Às véspera do 7 de setembro em que Bolsonaro exortou seus apoiadores a irem às ruas com bandeiras antidemocráticas, a cientista política Daniela Campello e a economista Joana Monteiro explicam por que, independentemente do risco de um golpe de Estado clássico, a democracia já está sofrendo graves danos. Fernando Dantas para o Estadão:
Às
vésperas das manifestações convocadas por Jair Bolsonaro para o 7 de
setembro, Daniela Campello, cientista política da Ebape-FGV e
pesquisadora residente do Wilson Center, em Washington, vê um processo
indiscutível e em aceleração de esgarçamento institucional, que pode ter
consequências para a democracia brasileira que irão bem além de 2022.
Por
um lado, ela considera que Bolsonaro está severamente enfraquecido em
termos eleitorais, com perspectivas de reeleição muito enfraquecidas.
Os
ventos favoráveis da alta de commodities, que poderiam melhorar a
economia em 2022, já estão mais fracos e o Centrão, depois de arrancar
tudo o que pode do Executivo, não terá dificuldade em aderir a outra
candidatura em 2022 – como a de Lula, que tem longa experiência de lidar
com o grupo político.
Na
visão da pesquisadora, o próprio Bolsonaro deve perceber que a via
eleitoral não vai funcionar em 2022, um incentivo para abandonar o
eleitor mediano, que preza uma boa economia e rejeita o caos, e se
voltar para sua base mais fiel (que também pode dificultar um
impeachment).
Essa
perspectiva de derrota eleitoral reforçou a visão antidemocrática e
golpista que Bolsonaro sempre cultivou. Para Campello, o presidente não
tem condição de construir uma coalizão para criar um governo autoritário
estável, faltando apoio popular, do empresariado, de atores externos
etc.
O
problema, indica a pesquisadora, é que “o fato de Bolsonaro não ter
chance de consolidar um governo autoritário não impede que ele tente;
nesse sentido ele não é um ator político racional, não faz cálculo de
custo e benefício”.
Assim,
ela prevê que o presidente “vai esticar a corda”, qualquer que seja o
resultado das manifestações de amanhã, grandes, médias ou pequenas,
pacíficas ou violentas.
“E ele está disposto a fazer e vai fazer, com chances ou sem chances”.
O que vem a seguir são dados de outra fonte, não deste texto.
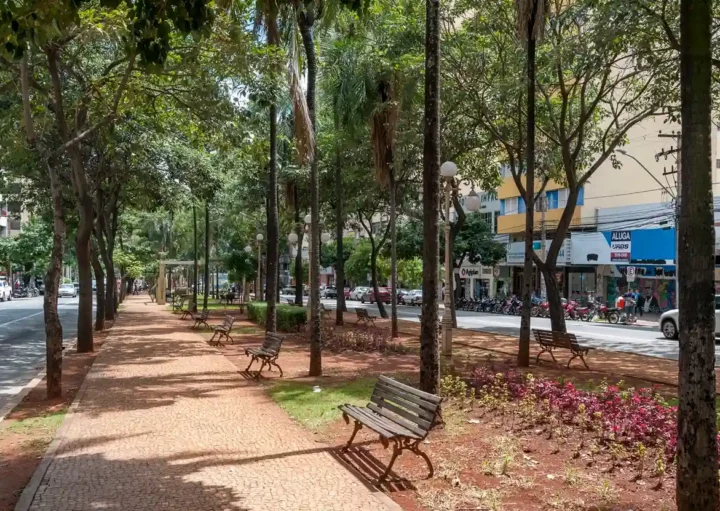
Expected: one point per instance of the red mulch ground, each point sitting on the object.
(21, 450)
(543, 473)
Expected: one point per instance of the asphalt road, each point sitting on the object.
(641, 340)
(22, 340)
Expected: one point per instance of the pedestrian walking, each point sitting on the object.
(640, 305)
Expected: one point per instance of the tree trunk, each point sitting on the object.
(429, 349)
(99, 290)
(271, 254)
(207, 255)
(523, 359)
(195, 264)
(393, 256)
(82, 248)
(298, 257)
(339, 231)
(557, 314)
(53, 327)
(374, 283)
(315, 339)
(697, 464)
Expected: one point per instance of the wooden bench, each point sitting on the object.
(178, 304)
(550, 341)
(324, 312)
(222, 331)
(200, 318)
(268, 353)
(364, 317)
(398, 413)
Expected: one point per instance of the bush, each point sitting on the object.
(289, 318)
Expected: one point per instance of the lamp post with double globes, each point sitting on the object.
(246, 293)
(448, 170)
(259, 239)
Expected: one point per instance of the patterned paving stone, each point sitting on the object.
(168, 423)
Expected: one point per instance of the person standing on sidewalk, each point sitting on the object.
(640, 304)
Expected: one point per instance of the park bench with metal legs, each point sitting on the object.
(201, 318)
(268, 353)
(549, 341)
(363, 316)
(398, 413)
(222, 332)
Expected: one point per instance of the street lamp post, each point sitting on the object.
(448, 170)
(248, 251)
(259, 292)
(308, 228)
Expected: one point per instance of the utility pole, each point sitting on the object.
(541, 206)
(676, 169)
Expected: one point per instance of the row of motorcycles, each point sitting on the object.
(571, 309)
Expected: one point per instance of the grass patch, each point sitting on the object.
(316, 409)
(47, 423)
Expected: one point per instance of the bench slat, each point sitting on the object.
(379, 424)
(401, 417)
(415, 404)
(430, 398)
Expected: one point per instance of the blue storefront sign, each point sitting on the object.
(644, 247)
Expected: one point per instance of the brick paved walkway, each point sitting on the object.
(168, 423)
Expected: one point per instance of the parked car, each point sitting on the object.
(414, 297)
(5, 291)
(357, 293)
(383, 295)
(669, 321)
(67, 290)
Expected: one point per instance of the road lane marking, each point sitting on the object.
(21, 319)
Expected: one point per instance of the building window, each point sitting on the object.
(488, 196)
(511, 206)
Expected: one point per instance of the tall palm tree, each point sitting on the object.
(697, 481)
(429, 350)
(530, 26)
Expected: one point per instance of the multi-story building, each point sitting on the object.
(624, 217)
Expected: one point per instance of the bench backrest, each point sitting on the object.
(228, 321)
(559, 339)
(404, 405)
(272, 343)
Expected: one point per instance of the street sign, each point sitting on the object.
(631, 274)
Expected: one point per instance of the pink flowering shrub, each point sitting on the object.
(628, 417)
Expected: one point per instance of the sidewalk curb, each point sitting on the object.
(29, 492)
(17, 398)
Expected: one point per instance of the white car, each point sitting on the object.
(5, 291)
(67, 290)
(357, 293)
(669, 325)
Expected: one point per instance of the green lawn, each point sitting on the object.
(48, 422)
(316, 409)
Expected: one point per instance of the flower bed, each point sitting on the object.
(363, 341)
(631, 421)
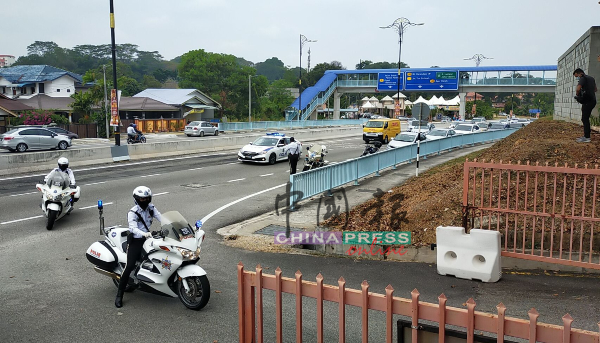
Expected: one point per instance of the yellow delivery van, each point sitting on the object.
(383, 130)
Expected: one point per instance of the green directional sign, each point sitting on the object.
(445, 75)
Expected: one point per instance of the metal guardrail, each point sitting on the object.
(306, 184)
(288, 124)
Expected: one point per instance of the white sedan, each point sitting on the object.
(465, 129)
(404, 139)
(265, 149)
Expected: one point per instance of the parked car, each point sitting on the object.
(464, 129)
(439, 134)
(406, 138)
(26, 138)
(200, 128)
(61, 131)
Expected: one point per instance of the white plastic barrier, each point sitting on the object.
(468, 256)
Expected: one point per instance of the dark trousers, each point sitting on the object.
(586, 112)
(134, 251)
(293, 158)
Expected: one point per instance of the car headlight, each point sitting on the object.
(189, 255)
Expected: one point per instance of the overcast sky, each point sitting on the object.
(512, 32)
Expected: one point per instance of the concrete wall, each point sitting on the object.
(13, 163)
(582, 54)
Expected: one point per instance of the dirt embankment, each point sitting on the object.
(435, 197)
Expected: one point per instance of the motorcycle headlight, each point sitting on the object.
(189, 255)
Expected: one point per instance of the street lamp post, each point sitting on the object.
(114, 60)
(399, 25)
(303, 40)
(477, 58)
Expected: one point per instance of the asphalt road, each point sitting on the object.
(50, 293)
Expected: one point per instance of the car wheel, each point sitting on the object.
(21, 147)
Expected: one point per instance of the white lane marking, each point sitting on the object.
(20, 220)
(16, 195)
(150, 175)
(208, 216)
(118, 165)
(103, 204)
(95, 183)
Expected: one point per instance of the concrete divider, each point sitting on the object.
(11, 163)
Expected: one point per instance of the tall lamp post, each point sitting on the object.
(303, 40)
(477, 58)
(114, 59)
(399, 25)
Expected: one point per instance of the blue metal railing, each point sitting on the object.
(287, 124)
(307, 184)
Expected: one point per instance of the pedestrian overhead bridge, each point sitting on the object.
(461, 80)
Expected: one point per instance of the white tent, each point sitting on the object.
(402, 96)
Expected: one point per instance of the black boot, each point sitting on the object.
(119, 299)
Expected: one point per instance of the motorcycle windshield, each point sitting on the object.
(175, 226)
(57, 179)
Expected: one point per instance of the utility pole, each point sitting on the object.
(114, 59)
(106, 113)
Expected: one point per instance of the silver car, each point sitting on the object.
(25, 138)
(200, 128)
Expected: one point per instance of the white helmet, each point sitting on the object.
(63, 163)
(142, 196)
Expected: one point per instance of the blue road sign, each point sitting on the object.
(439, 80)
(389, 81)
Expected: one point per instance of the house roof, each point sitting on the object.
(45, 102)
(35, 73)
(175, 96)
(143, 104)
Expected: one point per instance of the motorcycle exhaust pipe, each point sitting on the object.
(107, 273)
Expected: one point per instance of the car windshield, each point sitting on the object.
(265, 141)
(175, 226)
(371, 123)
(463, 128)
(405, 138)
(58, 179)
(441, 133)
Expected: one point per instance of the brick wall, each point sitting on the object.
(582, 54)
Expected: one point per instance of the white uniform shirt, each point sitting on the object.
(293, 148)
(135, 225)
(68, 173)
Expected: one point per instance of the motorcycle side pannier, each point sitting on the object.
(102, 256)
A cientista política nota que Bolsonaro não sabe construir, mas sabe destruir, e sempre tende a optar por essa sua vocação.
Ela
considera que “já há um golpe em curso”, à medida que a sociedade reage
pouco a deformações do funcionamento democrático que seriam impensáveis
há pouco tempo.
Campello
cita a convocação pelo presidente de hordas de pessoas, financiadas
para viajar e se alojar com vistas a uma manifestação em que o
fechamento do Supremo com certeza deve ser uma das reivindicações.
Hoje,
ela diz, os militares voltaram a ter voz ativa em discussões sobre o
sistema político, voto eletrônico e outros temas sobre os quais deveriam
se calar – enquanto militares – numa democracia.
Segundo
a pesquisadora, os atores políticos não bolsonaristas já embutem na sua
reflexão, estratégia e ação ameaças da ações desestabilizadoras por
parte da Polícia Militar ou uma intervenção política mais contundente
das Forças Armadas.
Intelectuais
pensam duas vezes antes de intervir no debate público quando um
procurador-geral da República, Augusto Aras, ajuíza uma queixa-crime
contra um professor de Direito, Conrado Hübner, considerando que
críticas veementes ao PGR são crimes de calúnia, injúria e difamação.
Da
mesma forma, manifestantes antibolsonaristas pensam duas vezes antes de
ir às ruas disputar espaço com os apoiadores do presidente, com medo de
sofrer violência com tácita omissão da Polícia Militar.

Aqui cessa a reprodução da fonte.